Hacker News new | ask | show | jobs
by tmikaeld 652 days ago
I have the same experience, hallucinates and rambles on and on about "solutions" that are not related.

Unfortunately, this has always been my experience with all open source code models that can be self-hosted.

1 comments

It sounds like you are trying to chat with the base model when you should be using a chat model.
No, I’m using 9b-chat-q8_0 on a 4090
Turns out that Ollama on windows will run multiple models in parallell consuming all available VRAM and RAM. Changing it to 1 fixed the issue, now it's working great! However, the context length for the output is very small - only 1024 tokens.
That's some really strange behavior, I don't know why that would cause poor results rather than just poor performance.

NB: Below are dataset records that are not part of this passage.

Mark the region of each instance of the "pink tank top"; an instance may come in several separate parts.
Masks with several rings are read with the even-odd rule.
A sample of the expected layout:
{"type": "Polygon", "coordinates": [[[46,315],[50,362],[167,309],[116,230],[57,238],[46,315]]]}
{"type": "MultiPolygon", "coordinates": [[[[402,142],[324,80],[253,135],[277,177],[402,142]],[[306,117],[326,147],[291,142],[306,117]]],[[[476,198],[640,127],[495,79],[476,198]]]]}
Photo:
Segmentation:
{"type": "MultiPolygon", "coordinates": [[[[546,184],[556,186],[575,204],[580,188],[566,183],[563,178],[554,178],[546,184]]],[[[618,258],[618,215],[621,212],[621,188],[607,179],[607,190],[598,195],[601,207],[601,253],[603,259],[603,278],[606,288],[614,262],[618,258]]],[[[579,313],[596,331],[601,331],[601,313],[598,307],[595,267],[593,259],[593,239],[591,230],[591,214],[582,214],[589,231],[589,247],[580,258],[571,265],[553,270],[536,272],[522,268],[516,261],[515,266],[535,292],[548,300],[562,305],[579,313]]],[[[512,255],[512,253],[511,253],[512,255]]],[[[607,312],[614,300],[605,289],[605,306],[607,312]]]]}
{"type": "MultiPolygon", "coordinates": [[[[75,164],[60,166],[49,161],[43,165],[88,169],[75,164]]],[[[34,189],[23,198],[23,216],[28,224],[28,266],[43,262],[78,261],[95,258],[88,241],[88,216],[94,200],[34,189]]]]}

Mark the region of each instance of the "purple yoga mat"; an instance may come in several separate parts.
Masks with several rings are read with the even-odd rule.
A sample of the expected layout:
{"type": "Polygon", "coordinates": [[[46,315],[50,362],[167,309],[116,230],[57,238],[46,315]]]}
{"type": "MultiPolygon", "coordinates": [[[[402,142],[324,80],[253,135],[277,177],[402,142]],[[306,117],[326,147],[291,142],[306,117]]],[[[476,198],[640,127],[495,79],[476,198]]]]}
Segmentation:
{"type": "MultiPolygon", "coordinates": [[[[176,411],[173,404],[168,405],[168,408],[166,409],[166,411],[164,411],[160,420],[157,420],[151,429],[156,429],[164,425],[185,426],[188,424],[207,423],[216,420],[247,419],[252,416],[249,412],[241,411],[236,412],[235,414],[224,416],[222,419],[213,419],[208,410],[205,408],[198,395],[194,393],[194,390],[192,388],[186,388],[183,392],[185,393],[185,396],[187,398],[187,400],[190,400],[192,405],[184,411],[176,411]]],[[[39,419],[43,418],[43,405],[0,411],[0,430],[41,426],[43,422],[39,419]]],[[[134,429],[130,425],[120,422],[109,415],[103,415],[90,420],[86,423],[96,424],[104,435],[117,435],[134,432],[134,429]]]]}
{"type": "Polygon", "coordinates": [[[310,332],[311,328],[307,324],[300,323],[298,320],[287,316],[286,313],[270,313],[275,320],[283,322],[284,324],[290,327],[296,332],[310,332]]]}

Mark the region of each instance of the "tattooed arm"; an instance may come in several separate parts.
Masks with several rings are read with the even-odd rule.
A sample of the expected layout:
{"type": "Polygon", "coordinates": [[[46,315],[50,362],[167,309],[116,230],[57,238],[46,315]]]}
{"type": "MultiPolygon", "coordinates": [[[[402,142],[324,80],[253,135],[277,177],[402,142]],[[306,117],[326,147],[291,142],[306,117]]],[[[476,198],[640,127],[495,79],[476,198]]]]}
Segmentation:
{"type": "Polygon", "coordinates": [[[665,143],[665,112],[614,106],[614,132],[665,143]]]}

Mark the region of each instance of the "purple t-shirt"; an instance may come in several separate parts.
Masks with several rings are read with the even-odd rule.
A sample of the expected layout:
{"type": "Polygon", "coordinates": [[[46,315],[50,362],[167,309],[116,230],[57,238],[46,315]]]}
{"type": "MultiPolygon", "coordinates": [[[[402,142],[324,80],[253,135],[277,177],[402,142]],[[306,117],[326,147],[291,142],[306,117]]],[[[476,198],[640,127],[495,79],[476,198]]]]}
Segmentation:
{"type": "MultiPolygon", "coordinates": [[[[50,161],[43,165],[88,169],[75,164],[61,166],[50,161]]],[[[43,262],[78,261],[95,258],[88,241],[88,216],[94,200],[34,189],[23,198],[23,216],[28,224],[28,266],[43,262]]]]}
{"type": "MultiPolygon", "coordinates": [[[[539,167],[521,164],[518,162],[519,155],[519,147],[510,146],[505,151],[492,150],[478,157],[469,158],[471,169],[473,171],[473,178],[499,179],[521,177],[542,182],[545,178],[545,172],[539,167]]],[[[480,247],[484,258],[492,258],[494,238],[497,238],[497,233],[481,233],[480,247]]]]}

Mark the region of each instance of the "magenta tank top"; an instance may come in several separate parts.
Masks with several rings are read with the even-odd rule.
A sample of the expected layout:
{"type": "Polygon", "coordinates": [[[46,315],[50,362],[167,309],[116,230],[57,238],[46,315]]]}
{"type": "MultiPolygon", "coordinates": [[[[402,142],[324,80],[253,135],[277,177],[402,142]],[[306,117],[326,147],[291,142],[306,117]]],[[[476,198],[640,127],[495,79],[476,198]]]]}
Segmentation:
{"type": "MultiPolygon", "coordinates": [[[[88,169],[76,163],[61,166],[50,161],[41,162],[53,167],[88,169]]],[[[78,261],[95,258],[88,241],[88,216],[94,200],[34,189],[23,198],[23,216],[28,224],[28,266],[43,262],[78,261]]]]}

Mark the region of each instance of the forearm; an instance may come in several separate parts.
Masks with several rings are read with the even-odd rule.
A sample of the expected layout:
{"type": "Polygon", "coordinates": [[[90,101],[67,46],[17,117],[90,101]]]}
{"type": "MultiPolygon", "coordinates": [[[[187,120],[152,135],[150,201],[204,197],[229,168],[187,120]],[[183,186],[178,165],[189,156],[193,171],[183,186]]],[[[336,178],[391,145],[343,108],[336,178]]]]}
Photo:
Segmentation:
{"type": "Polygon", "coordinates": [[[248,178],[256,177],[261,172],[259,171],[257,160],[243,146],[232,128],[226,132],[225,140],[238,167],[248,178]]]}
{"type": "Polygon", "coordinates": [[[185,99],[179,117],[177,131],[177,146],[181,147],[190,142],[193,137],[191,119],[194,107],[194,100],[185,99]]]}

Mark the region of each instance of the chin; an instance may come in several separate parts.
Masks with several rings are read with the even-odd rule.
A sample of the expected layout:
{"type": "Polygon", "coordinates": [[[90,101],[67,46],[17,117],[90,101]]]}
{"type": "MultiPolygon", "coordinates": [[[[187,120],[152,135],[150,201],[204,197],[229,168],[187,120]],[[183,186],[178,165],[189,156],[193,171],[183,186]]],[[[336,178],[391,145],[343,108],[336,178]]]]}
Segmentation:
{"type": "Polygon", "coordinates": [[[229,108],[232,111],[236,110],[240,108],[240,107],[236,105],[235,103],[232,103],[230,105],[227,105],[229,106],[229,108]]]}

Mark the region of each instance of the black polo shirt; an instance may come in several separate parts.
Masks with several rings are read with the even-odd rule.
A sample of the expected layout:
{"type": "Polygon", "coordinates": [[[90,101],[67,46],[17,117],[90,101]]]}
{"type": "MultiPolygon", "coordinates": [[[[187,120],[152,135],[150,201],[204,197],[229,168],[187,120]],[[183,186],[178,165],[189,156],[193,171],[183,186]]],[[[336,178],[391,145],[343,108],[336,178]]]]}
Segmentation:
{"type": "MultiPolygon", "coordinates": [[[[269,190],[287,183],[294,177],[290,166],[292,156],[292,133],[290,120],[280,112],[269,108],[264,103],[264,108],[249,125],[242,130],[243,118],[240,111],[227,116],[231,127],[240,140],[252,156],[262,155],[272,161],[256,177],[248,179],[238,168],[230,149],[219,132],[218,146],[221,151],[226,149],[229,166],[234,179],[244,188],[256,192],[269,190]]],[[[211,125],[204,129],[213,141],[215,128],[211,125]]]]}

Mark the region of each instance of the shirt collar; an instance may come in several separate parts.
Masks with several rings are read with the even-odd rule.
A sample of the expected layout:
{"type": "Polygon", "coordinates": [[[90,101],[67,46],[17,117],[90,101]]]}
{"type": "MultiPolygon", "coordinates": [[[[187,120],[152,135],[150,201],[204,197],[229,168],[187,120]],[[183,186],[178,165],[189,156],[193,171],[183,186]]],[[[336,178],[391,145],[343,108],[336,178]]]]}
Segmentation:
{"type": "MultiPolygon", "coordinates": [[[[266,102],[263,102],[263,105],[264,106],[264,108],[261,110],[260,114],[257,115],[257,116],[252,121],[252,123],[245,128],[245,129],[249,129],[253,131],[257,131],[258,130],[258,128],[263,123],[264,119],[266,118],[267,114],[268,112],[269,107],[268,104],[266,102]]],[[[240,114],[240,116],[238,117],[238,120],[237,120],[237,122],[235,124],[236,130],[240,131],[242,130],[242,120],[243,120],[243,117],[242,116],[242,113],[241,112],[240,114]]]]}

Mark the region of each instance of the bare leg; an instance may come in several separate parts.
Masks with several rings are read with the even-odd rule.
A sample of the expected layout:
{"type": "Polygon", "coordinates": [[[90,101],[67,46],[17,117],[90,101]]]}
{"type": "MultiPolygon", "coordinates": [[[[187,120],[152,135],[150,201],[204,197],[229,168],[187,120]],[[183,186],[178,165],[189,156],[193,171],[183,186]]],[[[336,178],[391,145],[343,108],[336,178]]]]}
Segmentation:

Can you configure the context size with `/set parameter num_ctx N`? On my laptop with an RTX A3000 12GB I can run `yi-coder:9b-chat` (Q4_0) with 32768 context and it produces good results quickly. That uses 11GB of VRAM so it's maxed out for this setup.

Solved, see:

https://github.com/01-ai/Yi-Coder/issues/6#issuecomment-2334...

Works very well now! 65K input tokens with 8192 output tokens is no longer an issue on my 4090. (It maxes out on 22GB/VRAM)

Awesome! Glad to hear you got it sorted out.